SBV has a huge economic impact and figures from the University of Nottingham show that some farms are suffering up to 30% losses; this can have a devastating effect on farmers’ livelihoods. Professor Trevor Drew of the UK government’s Animal Health and Veterinary Laboratories Agency spoke recently of the difficulties in trying to control the disease: it is midge Bourne and “It is just impossible to control midges across an area the size of Europe”

Alick Simmons, the UK’s chief veterinary officer, has stated that he believes the disease “will either through vaccination or through natural spread become less of a problem over time”, adding that several vaccines are currently being developed. He also pointed out that some areas which were affected by the virus last year were not affected so severely this year.



Vet News – Farm News

Vet NewsThe second of our Vet News articles this month comes from our Farm News Editor, Hannah Johnstone:


Liver Fluke becoming an increasing threat to sheep in the UK

Hannah Johnstone (Vet News Farming Editor)

Liver Fluke is a flat worm which has a complex life cycle heavily dependent on prevailing weather systems, with the optimum being moist and warm. Liver Fluke infestation has a number of steps in the cycle, firstly eggs are deposited by both sheep and cattle in faeces, the eggs in the faeces hatch and are then carried on the intermediate host known as the mud snail. The mud snail then deposits fluke cysts onto grass which the livestock consume. Once within the livestock the young fluke hatch in the intestine to then migrate to the liver, the young fluke are now egg laying adults which takeover the bile system. The cycle covers a 6 month period but is very dependent on weather conditions.

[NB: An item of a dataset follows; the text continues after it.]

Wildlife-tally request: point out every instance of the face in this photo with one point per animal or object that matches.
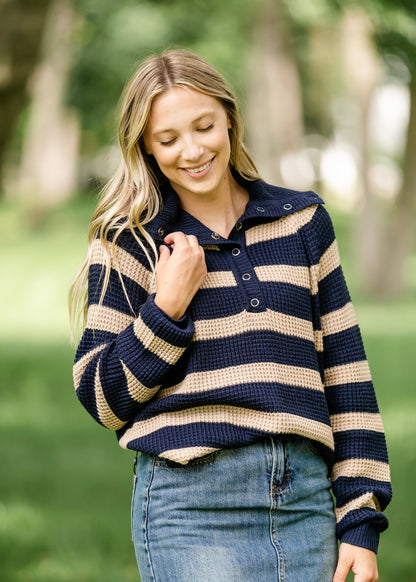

Liver fluke affects both sheep and cattle and is mainly seen in western areas of the UK and becoming more common in eastern areas. Over the end of last year liver fluke infestation is increasing in frequency affecting sheep of all ages.  The disease has 3 different forms Acute this type is common around August to October; sheep die suddenly from haemorrhage and liver damage. It is the worst type and 10% of sheep are at risk having a massive knock on affect financially. Sub-acute; the sheep become weak; lose their appetite, depressed with rapid loss of body condition as well as poor fleece quality. Chronic; has similar affects as sub-acute seeing severe emaciation which can cause profits to half by reduction of lamb crop and ewe mortality. With the first 2 types; blood samples show raised liver enzymes and chronic liver fluke can be diagnosed by eggs in faecal samples. Liver fluke is treatable though use of triclabendazole and improved nutrition.

Vulnerability of sheep varies; farms with high stock intensity are vulnerable as well as areas prone to flooding. But the key factor affecting vulnerability of sheep in the UK is the weather. At the end of 2012 sheep were ten times more likely to suffer compared to 2011. David Wilson farm vet and spokesman for NADIS (national Animal Disease Information Service) stated “The very wet summer conditions will have resulted in heavy contamination of many pastures with Liver Fluke infective stages during the summer and autumn”. It is these infective stages that are putting livestock at major risks “many infected animals will subsequently suffer from chronic fluke disease, causing ill thrift and poor production if not effectively treated”. As the weather continues to become increasingly moist and wet, the figures of sheep with liver fluke will remain high having potentially a huge burden financially on farmers through not only loss of sheep but the cost of treatment needed.